You cannot get paid a premium for expertise until you know what you know.  Most service contractors do a lousy job sharing expertise throughout their organization.  Part of the problem is due to antiquated systems – PC based applications with short text fields, no photo reporting, no audio memos, and with access restricted to those sitting in the office.  Most of the knowledge is with the techs in the field and is based upon the unique situation that exists at the customer premises.  However, the only means techs have to report what they know is a paper form upon which they scribble notes for the office to decode and enter into a system that no one in the field can access.  If it sounds ridiculous it is because it is ridiculous.

Knowing what you know means that it must be easy to collect what you know and also to distribute what you know.  Humans learn visually (pictures and video) and from stories.  Whenever I want to learn a new song on the guitar or if I want to fix or upgrade something on my boat or my F250, I turn to YouTube.  First, no one would bother to write most of that stuff down because it is too tedious.  Second, it is hard to learn without the visual cues of video and the context that is often delivered with story vignettes by the “teachers.”

Turn the techs into teachers – for the office and for the customer and for other techs – by turning them loose with photo and audio (and video once the data plans support it).  You will be amazed at how much more effective everyone becomes at matching the customers needs with the right resources when you have better tools for knowing what you know.  ServiceTrade builds photos and audio into the mobile applications so that the techs become the teachers.  We enable them to share with others in a manner that is easy to use so that everyone benefits.

Show What You Know

The next step in getting paid for what you know is to be able to show what you know.  How do you share your knowledge with the customer?  Is it limited to when you show up on a service call?  When they are stressed out because their equipment is broken?  Or do they have a 24×7 digital love affair with your work?  Oftentimes the techs on-site visit schedule is a darned inconvenient time for the customer.  They have work to do also, and sitting around jawboning with the tech about how this breakdown could have been prevented or about the unique approach he took to fix it is not high on their list at the moment.  However, after dinner or over the weekend when they are paying bills, they might indeed take the time to review in detail the situation that led to an equipment breakdown.
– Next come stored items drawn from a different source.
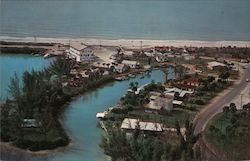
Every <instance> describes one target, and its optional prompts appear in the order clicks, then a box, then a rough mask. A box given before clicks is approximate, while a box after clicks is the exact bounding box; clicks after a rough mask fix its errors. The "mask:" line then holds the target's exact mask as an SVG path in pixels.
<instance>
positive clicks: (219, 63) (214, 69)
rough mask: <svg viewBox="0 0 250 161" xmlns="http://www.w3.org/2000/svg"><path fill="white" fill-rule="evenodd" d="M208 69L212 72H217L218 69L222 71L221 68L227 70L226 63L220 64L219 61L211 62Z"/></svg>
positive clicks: (207, 66) (209, 64)
mask: <svg viewBox="0 0 250 161" xmlns="http://www.w3.org/2000/svg"><path fill="white" fill-rule="evenodd" d="M207 67H208V68H209V69H211V70H216V69H220V68H225V67H226V65H225V64H224V63H220V62H217V61H212V62H209V63H208V64H207Z"/></svg>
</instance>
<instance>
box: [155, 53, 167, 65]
mask: <svg viewBox="0 0 250 161" xmlns="http://www.w3.org/2000/svg"><path fill="white" fill-rule="evenodd" d="M155 60H156V61H157V62H159V63H162V62H167V61H168V57H167V56H166V55H162V54H161V55H157V56H156V58H155Z"/></svg>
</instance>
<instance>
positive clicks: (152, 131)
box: [121, 118, 163, 132]
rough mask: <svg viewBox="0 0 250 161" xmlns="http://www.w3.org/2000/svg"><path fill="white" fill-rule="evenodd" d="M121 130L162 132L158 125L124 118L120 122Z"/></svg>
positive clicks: (151, 123) (160, 125) (157, 124)
mask: <svg viewBox="0 0 250 161" xmlns="http://www.w3.org/2000/svg"><path fill="white" fill-rule="evenodd" d="M121 129H123V130H135V129H139V130H142V131H148V132H162V131H163V126H162V124H160V123H154V122H143V121H139V120H138V119H130V118H125V119H124V120H123V121H122V125H121Z"/></svg>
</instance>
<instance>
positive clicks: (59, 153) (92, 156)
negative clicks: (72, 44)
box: [52, 71, 165, 161]
mask: <svg viewBox="0 0 250 161" xmlns="http://www.w3.org/2000/svg"><path fill="white" fill-rule="evenodd" d="M151 80H155V82H163V81H164V80H165V75H164V73H163V72H161V71H153V72H152V73H151V75H150V76H149V77H145V78H144V79H140V76H137V77H136V78H134V79H131V80H127V81H121V82H113V83H109V84H107V85H105V86H103V87H102V88H99V89H96V90H94V91H92V92H88V93H86V94H84V95H83V96H81V97H79V98H78V99H76V100H75V101H73V102H72V103H71V104H70V105H69V107H68V108H67V110H66V111H65V114H64V118H65V120H64V122H65V126H66V128H67V129H68V130H69V135H70V137H71V138H72V143H73V144H72V146H71V147H70V148H69V150H68V151H67V150H66V151H65V152H63V153H59V154H57V155H55V156H54V157H52V161H104V160H105V156H104V154H103V151H102V149H101V148H100V147H99V144H100V142H101V136H102V134H103V133H102V130H101V129H100V128H98V127H97V126H96V125H97V122H98V119H96V117H95V115H96V113H97V112H103V111H104V110H106V109H107V108H108V107H110V106H114V105H116V103H118V101H119V100H120V98H121V97H122V96H123V95H124V94H125V93H126V92H127V89H128V87H129V83H130V82H134V81H138V82H139V85H144V84H146V83H150V82H151Z"/></svg>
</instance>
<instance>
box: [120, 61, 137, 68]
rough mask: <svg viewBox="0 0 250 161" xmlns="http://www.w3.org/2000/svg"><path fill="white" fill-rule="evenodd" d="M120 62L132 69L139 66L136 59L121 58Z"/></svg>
mask: <svg viewBox="0 0 250 161" xmlns="http://www.w3.org/2000/svg"><path fill="white" fill-rule="evenodd" d="M122 64H125V65H127V66H129V67H130V68H132V69H135V68H137V67H139V63H138V62H137V61H132V60H123V61H122Z"/></svg>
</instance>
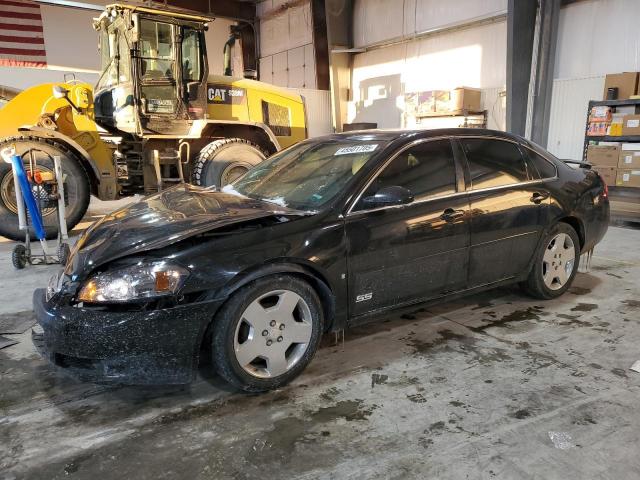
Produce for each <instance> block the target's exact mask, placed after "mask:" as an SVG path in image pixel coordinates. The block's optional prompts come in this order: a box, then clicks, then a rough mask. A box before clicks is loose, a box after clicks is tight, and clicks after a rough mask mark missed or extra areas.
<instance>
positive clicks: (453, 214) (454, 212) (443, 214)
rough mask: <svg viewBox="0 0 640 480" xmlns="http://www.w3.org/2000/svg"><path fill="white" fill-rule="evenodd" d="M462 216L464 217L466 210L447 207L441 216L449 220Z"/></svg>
mask: <svg viewBox="0 0 640 480" xmlns="http://www.w3.org/2000/svg"><path fill="white" fill-rule="evenodd" d="M460 217H464V210H454V209H453V208H447V209H445V211H444V212H442V215H440V218H441V219H442V220H445V221H447V222H453V221H454V220H456V219H458V218H460Z"/></svg>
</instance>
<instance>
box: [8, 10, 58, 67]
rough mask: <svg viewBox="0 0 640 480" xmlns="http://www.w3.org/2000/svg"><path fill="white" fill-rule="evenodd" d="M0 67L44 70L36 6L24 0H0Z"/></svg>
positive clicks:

If those details are scribbled on a triplicate form with coffee and tobacco juice stains on it, chances are they are not going to dwell on the matter.  Nor will they have a high opinion of the service contractor no matter how capable the technician might have been.  However, give them a webpage to browse with useful links to insightful details of their situation, and you might discover an interested customer that appreciates learning.  The best gift we can give another human being is to teach them something that they want to learn.  How effective is your customer service approach at teaching customers about their equipment and how you take care of it?

With the low cost of smartphones, tablets, data plans, and software as a service applications like ServiceTrade, there is no excuse for not moving toward a better service contracting business model.  “Getting paid for what you know instead of where you go” will be more profitable and more enjoyable for everyone.